Additionally, there is the concept of body-weight support (BWS) during gait. In a static system, the straps of the pelvic support are set to a fixed length. During ambulation as a patient raises and lowers their body as in stepping, the straps alternately go from slack to taut. The constancy of body-weight unloading is not guaranteed and this negatively affects gait pattern by issuing destabilizing forces to the patient (Hidler 2011).
In a dynamic system however, the amount of vertical unloading is kept constant while still allowing the center of gravity to move through its curve. Research shows that dynamic BWS creates more natural ground-reaction forces and gait characteristics (Frey 2006, Hidler 2011).

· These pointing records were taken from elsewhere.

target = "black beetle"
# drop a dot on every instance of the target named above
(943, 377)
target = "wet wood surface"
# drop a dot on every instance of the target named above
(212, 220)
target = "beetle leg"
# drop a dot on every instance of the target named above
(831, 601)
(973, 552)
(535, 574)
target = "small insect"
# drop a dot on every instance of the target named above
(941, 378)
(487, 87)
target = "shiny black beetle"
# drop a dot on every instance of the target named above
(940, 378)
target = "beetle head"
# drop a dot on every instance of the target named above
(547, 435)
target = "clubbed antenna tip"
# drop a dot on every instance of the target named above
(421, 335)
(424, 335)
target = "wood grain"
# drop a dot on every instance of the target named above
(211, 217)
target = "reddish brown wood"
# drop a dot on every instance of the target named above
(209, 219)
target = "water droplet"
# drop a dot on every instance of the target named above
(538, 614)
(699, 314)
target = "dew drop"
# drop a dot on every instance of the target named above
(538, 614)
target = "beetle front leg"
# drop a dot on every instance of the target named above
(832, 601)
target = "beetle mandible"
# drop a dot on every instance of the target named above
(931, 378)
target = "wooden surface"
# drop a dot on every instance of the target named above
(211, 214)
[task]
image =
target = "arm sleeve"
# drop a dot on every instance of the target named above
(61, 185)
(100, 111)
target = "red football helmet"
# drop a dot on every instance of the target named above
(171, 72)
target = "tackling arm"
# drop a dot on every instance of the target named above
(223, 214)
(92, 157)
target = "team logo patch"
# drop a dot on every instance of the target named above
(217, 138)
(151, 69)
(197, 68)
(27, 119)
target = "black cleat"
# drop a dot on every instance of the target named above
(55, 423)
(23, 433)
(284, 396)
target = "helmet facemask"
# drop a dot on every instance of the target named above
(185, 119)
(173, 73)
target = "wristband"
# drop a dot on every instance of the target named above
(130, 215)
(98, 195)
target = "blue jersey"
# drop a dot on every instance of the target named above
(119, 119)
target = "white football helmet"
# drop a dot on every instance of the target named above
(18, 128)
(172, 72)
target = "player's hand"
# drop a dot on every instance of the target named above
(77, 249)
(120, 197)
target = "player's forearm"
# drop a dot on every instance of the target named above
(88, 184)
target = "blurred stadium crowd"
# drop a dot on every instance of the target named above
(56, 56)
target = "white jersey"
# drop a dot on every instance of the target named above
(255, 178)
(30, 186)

Observations from the Field
All of this is confirmed by professionals working with clients previously in static BWS devices who had the opportunity to switch to dynamic BWS gait devices. As noted by therapist Barbara Waldron, “Dynamic body-weight support improved the gait of my clients right away. ” And therapist Bill Lynch who writes, “The dynamic body-weight seat allowed enough natural gait and rhythmic motion that significant changes in walking patterns were noticed immediately.”
From this it’s clear that dynamic gait devices are valuable tools in the rehab setting. When someone has a neurological injury or disability there is resulting weakness, dystonia, balance and motor planning issues which all affect gait performance. Through clinical gait training that follows the principles of motor learning and neuroplasticity we see partial to complete recovery of the lost function. Stated plainly, in a dynamic gait system people simply walk well and progress quicker because the human body is dynamic and designed to move.

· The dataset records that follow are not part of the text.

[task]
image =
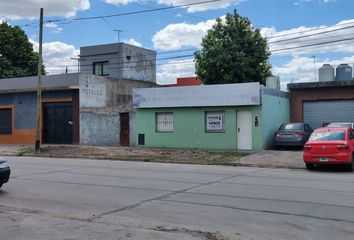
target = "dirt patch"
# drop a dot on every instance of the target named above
(141, 154)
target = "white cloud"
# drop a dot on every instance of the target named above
(292, 41)
(176, 36)
(201, 7)
(133, 42)
(54, 27)
(28, 9)
(302, 2)
(191, 8)
(169, 72)
(56, 57)
(120, 2)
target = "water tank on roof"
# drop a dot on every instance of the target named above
(344, 72)
(273, 82)
(326, 73)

Hahn M, Simkins S, Gardner J, et al. A dynamic seating system for children with cerebral palsy. J Musculoskeletal Research. 2009; 12 (1): 21-30.

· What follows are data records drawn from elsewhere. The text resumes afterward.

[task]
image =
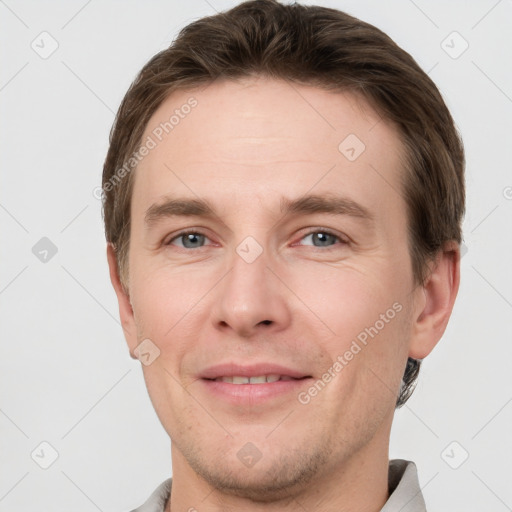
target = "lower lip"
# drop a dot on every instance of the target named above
(252, 394)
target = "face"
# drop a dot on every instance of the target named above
(269, 241)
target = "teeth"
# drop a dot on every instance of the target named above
(260, 379)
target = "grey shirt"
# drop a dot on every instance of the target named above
(403, 485)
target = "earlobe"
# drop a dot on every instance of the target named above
(123, 299)
(434, 311)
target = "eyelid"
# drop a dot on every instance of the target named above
(186, 231)
(342, 238)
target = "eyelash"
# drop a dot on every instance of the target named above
(316, 230)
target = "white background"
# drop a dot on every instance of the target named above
(66, 375)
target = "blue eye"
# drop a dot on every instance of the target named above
(322, 237)
(190, 239)
(196, 240)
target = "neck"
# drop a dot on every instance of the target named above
(359, 483)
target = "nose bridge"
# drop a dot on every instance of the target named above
(251, 294)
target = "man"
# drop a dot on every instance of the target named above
(283, 196)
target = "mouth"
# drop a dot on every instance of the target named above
(256, 384)
(260, 379)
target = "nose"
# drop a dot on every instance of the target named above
(251, 298)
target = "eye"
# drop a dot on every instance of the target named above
(323, 238)
(189, 239)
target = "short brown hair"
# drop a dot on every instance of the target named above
(308, 45)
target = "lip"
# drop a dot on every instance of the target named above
(254, 370)
(252, 394)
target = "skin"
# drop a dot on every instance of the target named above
(299, 304)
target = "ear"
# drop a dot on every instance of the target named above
(437, 298)
(123, 299)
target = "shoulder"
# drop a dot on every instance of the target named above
(158, 498)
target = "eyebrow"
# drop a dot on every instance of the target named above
(307, 205)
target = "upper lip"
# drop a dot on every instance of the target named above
(232, 369)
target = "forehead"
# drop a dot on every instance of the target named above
(256, 135)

Cimolin V, Piccinini L, Avellis M, et al. 3D-quantitative evaluation of a rigid seating system and dynamic seating system using 3D movment analysis in individuals with dystonic tetraparesis. Disabil Rehabil Assist Technol. 2009; 4(6):422-28.
Paleg G, Livingstone R. Outcomes of gait trainer use in home and school settings for children with motor impairments: A systematic review. Clin Rehabil. 2015; January 30. [Epub ahead of print].
Low S, Westcott S. A comparison of two support walkers on the gait parameters of children with cerebral palsy- abstract. Dev Med Child Neurol. 2009;51:62.
Frey M, Colombo G, Vaglio M, Bucher R, Jorg M, Riener R. A novel mechatronic body weight support system. IEEE Trans Neural Syst Rehabil Eng. 2006;14(3):311-21.
Hidler J, Brennan B, Black I, Nichols D, Brady K, Nef T. ZeroG: Overground gait and balance training system. J Rehabil Res Dev. 2011;48(4): 287-98.